W3C home > Mailing lists > Public > public-rif-comments@w3.org > September 2009

Re: Jim Melton: XML Query WG review of RIF Datatypes and Built-Ins 1.0

From: Jim Melton <jim.melton@oracle.com>
Date: Wed, 30 Sep 2009 14:04:34 -0600
Message-Id: <7.0.1.0.2.20090930133422.0b614d58@oracle.com>
To: Sandro Hawke <sandro@w3.org>
Cc: "Jim Melton" <jim.melton@oracle.com>,public-rif-comments@w3.org, w3c-xsl-query@w3.org
Sandro,

Many thanks for your detailed response to the XML Query WG's comments 
(and for the heads-up phone call this afternoon!).  My WG will not 
meet again until Tuesday, 6 October; because you have expressed a 
strong desire to publish tomorrow, I'm taking some liberties here for 
which I hope my WG will forgive me.  That is, I'm responding 
unilaterally, hoping that my response accurately reflects what the WG 
participants would endorse.  If not, then we may have to send you a 
retraction and/or supplementary comments that you would have to 
consider after this publication cycle.

My high-level response is that we appreciate the serious 
consideration that you gave our comments and that we, except as 
indicated below, are satisfied with your responses.  I do not believe 
that we have any reason to object to your progression to CR since you 
have already agreed (below) to further consider a few of our comments 
during the CR period.

My responses below are all preceded by the string "Jim:" for easy 
identification.

At 9/29/2009 10:24 PM, Sandro Hawke wrote:

>Dear Jim,
>
>Thank you and the XML Query WG for your detailed review [1] of RIF
>Datatypes and Builtins.  We appreciate the time you put in, finding
>weaknesses and errors in our draft.
>
>Our responses to your comments are inline below.  It would be most
>helpful if you could let us know very soon whether you find these
>responses satisfactory.  (If you are satisfied, we can go ahead and
>publish as Candidate Recommendation immediately.  Best case, we could
>publish on Thursday October 1.)
>
>Our wiki has the latest version (including the changes made in
>response to your comments):
>
>   http://www.w3.org/2005/rules/wiki/DTB
>
>and a diff of those changes:
>
> 
>http://www.w3.org/2005/rules/wiki/index.php?title=DTB&diff=11377&oldid=11060
>
> > The XML Query WG has completed its review of
> >
> > RIF Datatypes and
> > Built-Ins 1.0 and has developed some comments.  Please note that
> > Sharon and I initially agreed to submit the XML Query WG's comments and
> > the XSL WG's comments jointly, but my WG objected on the grounds that
> > they had not yet seen the XSL WG's comments and did not want to wait for
> > them.  Consequently, Sharon will submit the XSL WG's comments
> > separately whenever they are ready.
> >
> >
> > <comments>
> >
> >
> > 1) Thanks for giving us the opportunity to review this
> > document.  We were very pleased to see that you have based much of
> > this spec on the Functions and Operators specification that we developed,
> > as well as on the XML Schema Part 2 Datatypes spec on which we also
> > depend.  There are other W3C WGs whose documents made use of the
> > F&O functions, but redefined the functions instead of incorporating
> > them by reference.  Your approach is manifestly appropriate.
> > Thanks!
>
>We were glad to be able to reuse so much of your work.  (I expect our
>users and implementors will be glad, too.  Several implementors have
>said they plan to re-use xpath libraries.)

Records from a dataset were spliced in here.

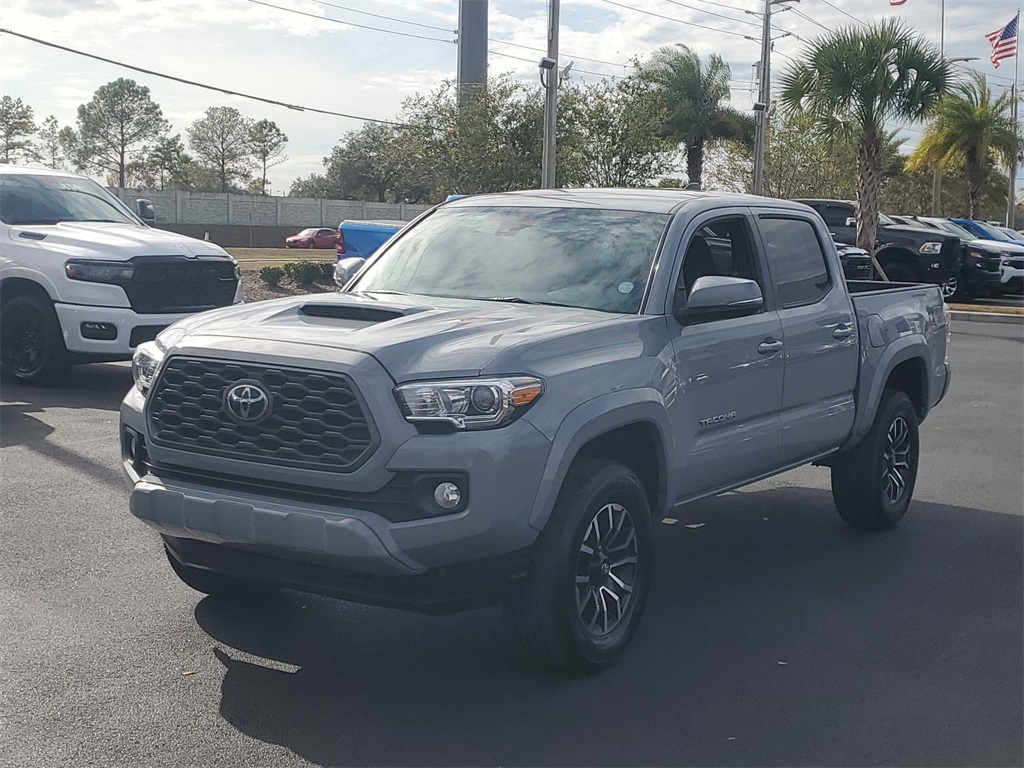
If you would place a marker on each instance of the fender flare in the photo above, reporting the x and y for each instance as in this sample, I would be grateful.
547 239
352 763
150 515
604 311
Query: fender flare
30 275
901 350
591 420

Jim: That's nice to know -- thanks.


> > 2) We are slightly concerned by the fact that you state in the Overview
> > that "A large part of the definitions of the listed functions and
> > operators are adopted from [XPath-Functions]," but that you define a
> > different namespace
> > (
> > http://www.w3.org/2007/rif-builtin-function#) for the functions
> > instead of using the defined namespace
> > (
> > http://www.w3.org/2005/xpath-functions) of those functions that have
> > been adopted.
> >
> > We note that Section 4 uses the word
> > "adapted" instead of "adopted", which has
> > significantly different connotations.  We have concluded from
> > additional text in the document that "adapted" is the word that
> > you intended to use and recommend that you resolve the discrepancy by
> > correcting the Overview.
>
>We believe "adapted" is the more accurate term here, and have changed
>the document to reflect this.  At the end of section 4 (just before
>4.1) we added this clarifying sentence:
>
>"The differences from the original [XPath-Functions] include the
>handling of errors, the differentiation between predicates and
>functions, and a few specific differences noted in the definitions
>below."

Jim: That sentence is most welcome, as I often find it difficult to 
discover the ways one spec has "adapted" material in another spec.  I 
now have some guidance on what those differences are and how to look for them.


>The different namespace URIs are intended to allow for these changes,
>and are also to save users from having to remember which RIF functions
>are xpath functions and which are xpath operators (for which RIF would
>have to provide a namespace, since xpath does not) or new RIF
>functions.  (RIF does not have the function/operator distinction.)

Jim: I expect that you understand that the XPath "operator functions" 
are for definition purposes only and are not in any way normative for 
implementations.  That, of course, is why we didn't define a 
namespace for them.  Some of our participants are a little 
uncomfortable with a referencing specification choosing to make those 
operator functions normative, but overall we do not object.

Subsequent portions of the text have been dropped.